Bürgermeister Andreas Schulz will das Anliegen der Bürger genauso ernst nehmen wie das Anliegen des ortsansässigen Unternehmens, das gerne über einen vorhabenbezogenen Bebauungsplan in seine Zukunft investieren möchte. „Es ist aber noch gar nichts entschieden“, sagt das Gemeindeoberhaupt. Das Parlament habe auch nichts einfach abgenickt. Doch habe es - in der Tat einstimmig - dafür gesorgt, dass das Thema überhaupt behandelt werden könne. Denn nur über den Aufstellungsbeschluss wird die Grundvoraussetzung für das Beteiligungsverfahren geschaffen. Und in dem Beteiligungsverfahren können dann die Anlieger wie auch die Träger öffentlicher Belange Stellungnahmen und Bedenken abgeben, die dann vom Parlament abgewogen werden. „Letztendlich bedarf es für die Ausweisung aber dann auch noch der Zustimmung des Regierungspräsidiums“, informiert Schulz. Der Ausgang sei also noch ganz offen. Man könne als Parlament aber auch nicht schon im Vorfeld Wünsche aus der eigenen Gemeinde einfach ablehnen. „Wir wollen ja schließlich auch, dass heimische Gewerbetreibende bei uns eine Zukunft haben.“ Gleichwohl wird es aber auch auf die Argumente der Initiative ankommen, ob diese politisch überzeugen können. Derzeit verfügt die Gemeinde Ebsdorfergrund über keine eigenen Flächen mehr, die an Gewerbetreibende verkauft werden können. Bis das angedachte Gebiet bei Heskem nach dem Bau der Ortsumgehung entwickelt werden könne, würden sicher gute drei bis vier Jahre vergehen, schätzt Schulz. Nun gibt es aber die konkrete Anfrage aus der eigenen Gemeinde, zugegeben auch ortsteilbezogen, denn die betreffende Fläche befindet sich im Besitz des Unternehmens.
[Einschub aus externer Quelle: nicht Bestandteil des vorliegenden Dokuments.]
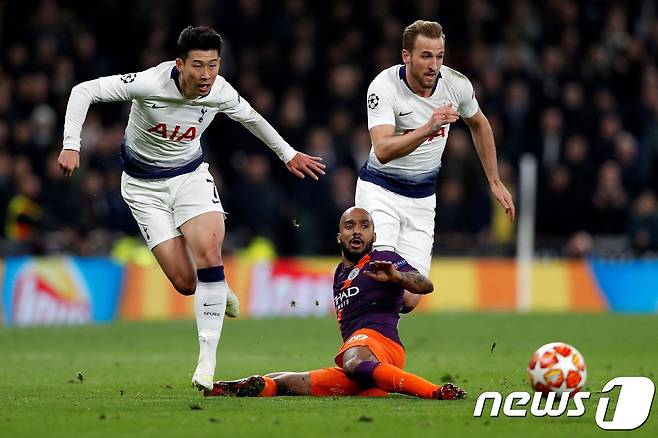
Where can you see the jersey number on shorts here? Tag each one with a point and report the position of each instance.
(215, 195)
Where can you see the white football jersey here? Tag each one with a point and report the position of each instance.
(162, 138)
(390, 101)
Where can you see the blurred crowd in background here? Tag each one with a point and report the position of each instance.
(574, 83)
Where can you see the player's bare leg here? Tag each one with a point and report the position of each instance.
(361, 364)
(176, 261)
(204, 236)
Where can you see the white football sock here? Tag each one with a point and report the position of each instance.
(209, 304)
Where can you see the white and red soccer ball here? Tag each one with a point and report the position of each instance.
(557, 367)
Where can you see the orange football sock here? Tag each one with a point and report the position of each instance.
(392, 379)
(270, 388)
(372, 392)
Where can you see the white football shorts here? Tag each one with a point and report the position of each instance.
(403, 224)
(160, 206)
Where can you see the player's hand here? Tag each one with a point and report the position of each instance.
(68, 160)
(381, 271)
(504, 198)
(305, 164)
(441, 116)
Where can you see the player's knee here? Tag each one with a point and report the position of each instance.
(184, 284)
(349, 366)
(209, 257)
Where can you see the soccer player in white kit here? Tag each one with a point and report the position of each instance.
(166, 182)
(410, 109)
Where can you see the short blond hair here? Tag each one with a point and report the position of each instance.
(430, 29)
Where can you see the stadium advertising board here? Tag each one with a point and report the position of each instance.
(48, 291)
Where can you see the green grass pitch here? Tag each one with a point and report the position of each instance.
(132, 379)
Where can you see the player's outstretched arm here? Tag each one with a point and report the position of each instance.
(389, 146)
(106, 89)
(68, 161)
(486, 149)
(412, 281)
(302, 164)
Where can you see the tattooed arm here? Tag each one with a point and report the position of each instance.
(412, 281)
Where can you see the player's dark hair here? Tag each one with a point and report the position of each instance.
(198, 38)
(430, 29)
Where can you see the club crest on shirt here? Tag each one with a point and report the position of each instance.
(373, 101)
(128, 78)
(353, 273)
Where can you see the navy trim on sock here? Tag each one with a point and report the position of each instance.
(211, 275)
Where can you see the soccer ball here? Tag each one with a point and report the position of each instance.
(557, 367)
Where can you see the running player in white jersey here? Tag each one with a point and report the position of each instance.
(410, 109)
(166, 182)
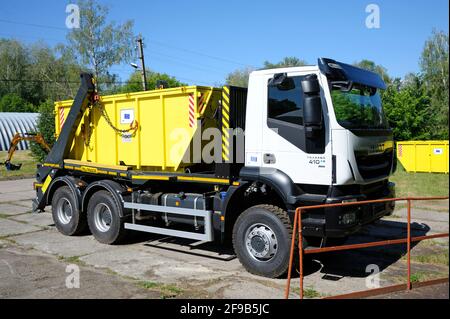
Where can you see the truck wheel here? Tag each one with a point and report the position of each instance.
(67, 218)
(104, 220)
(261, 238)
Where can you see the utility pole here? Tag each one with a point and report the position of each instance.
(141, 57)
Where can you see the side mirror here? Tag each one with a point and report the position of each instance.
(312, 105)
(282, 82)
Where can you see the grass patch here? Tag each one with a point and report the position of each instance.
(166, 291)
(72, 260)
(27, 170)
(418, 277)
(311, 293)
(308, 292)
(419, 184)
(436, 259)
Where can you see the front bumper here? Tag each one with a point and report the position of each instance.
(338, 222)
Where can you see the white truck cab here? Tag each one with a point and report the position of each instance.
(320, 133)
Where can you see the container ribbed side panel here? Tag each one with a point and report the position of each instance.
(12, 123)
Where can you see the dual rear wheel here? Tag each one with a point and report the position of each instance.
(102, 218)
(261, 235)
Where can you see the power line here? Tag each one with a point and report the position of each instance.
(34, 25)
(201, 53)
(153, 41)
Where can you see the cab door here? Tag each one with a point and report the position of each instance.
(286, 145)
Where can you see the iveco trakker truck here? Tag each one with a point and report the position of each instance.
(227, 164)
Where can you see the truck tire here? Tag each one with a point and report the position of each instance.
(104, 219)
(67, 218)
(261, 239)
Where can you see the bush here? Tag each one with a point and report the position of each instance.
(45, 126)
(14, 103)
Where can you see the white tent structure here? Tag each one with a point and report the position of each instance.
(12, 123)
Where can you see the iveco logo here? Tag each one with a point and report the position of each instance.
(376, 148)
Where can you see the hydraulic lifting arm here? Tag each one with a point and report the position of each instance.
(55, 159)
(18, 137)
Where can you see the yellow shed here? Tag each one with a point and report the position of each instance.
(423, 156)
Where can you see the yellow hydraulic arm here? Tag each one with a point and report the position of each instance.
(17, 138)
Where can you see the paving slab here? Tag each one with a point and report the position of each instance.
(148, 264)
(52, 242)
(33, 275)
(10, 227)
(12, 209)
(43, 219)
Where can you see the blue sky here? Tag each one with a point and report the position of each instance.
(201, 41)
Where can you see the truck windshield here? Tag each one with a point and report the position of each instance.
(359, 108)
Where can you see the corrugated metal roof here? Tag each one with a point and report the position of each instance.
(12, 123)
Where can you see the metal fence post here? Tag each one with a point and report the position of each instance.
(300, 251)
(291, 256)
(408, 286)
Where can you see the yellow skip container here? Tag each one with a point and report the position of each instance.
(165, 120)
(423, 156)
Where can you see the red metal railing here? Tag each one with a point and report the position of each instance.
(297, 229)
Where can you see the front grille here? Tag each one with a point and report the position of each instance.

Und mehr noch: zwei weitere Unternehmen haben ebenfalls Interesse an Investitionen angemeldet.

Schulz ist es wichtig, mit Personen der BI in Verbindung zu stehen, um sich gegenseitig die Interessen näherbringen zu können. Das sei schließlich gelebte Demokratie innerhalb einer Gemeinde. Es gehe um Interessen, nicht um Gut und Böse. Entsprechend sollte auch die Diskussion geführt werden.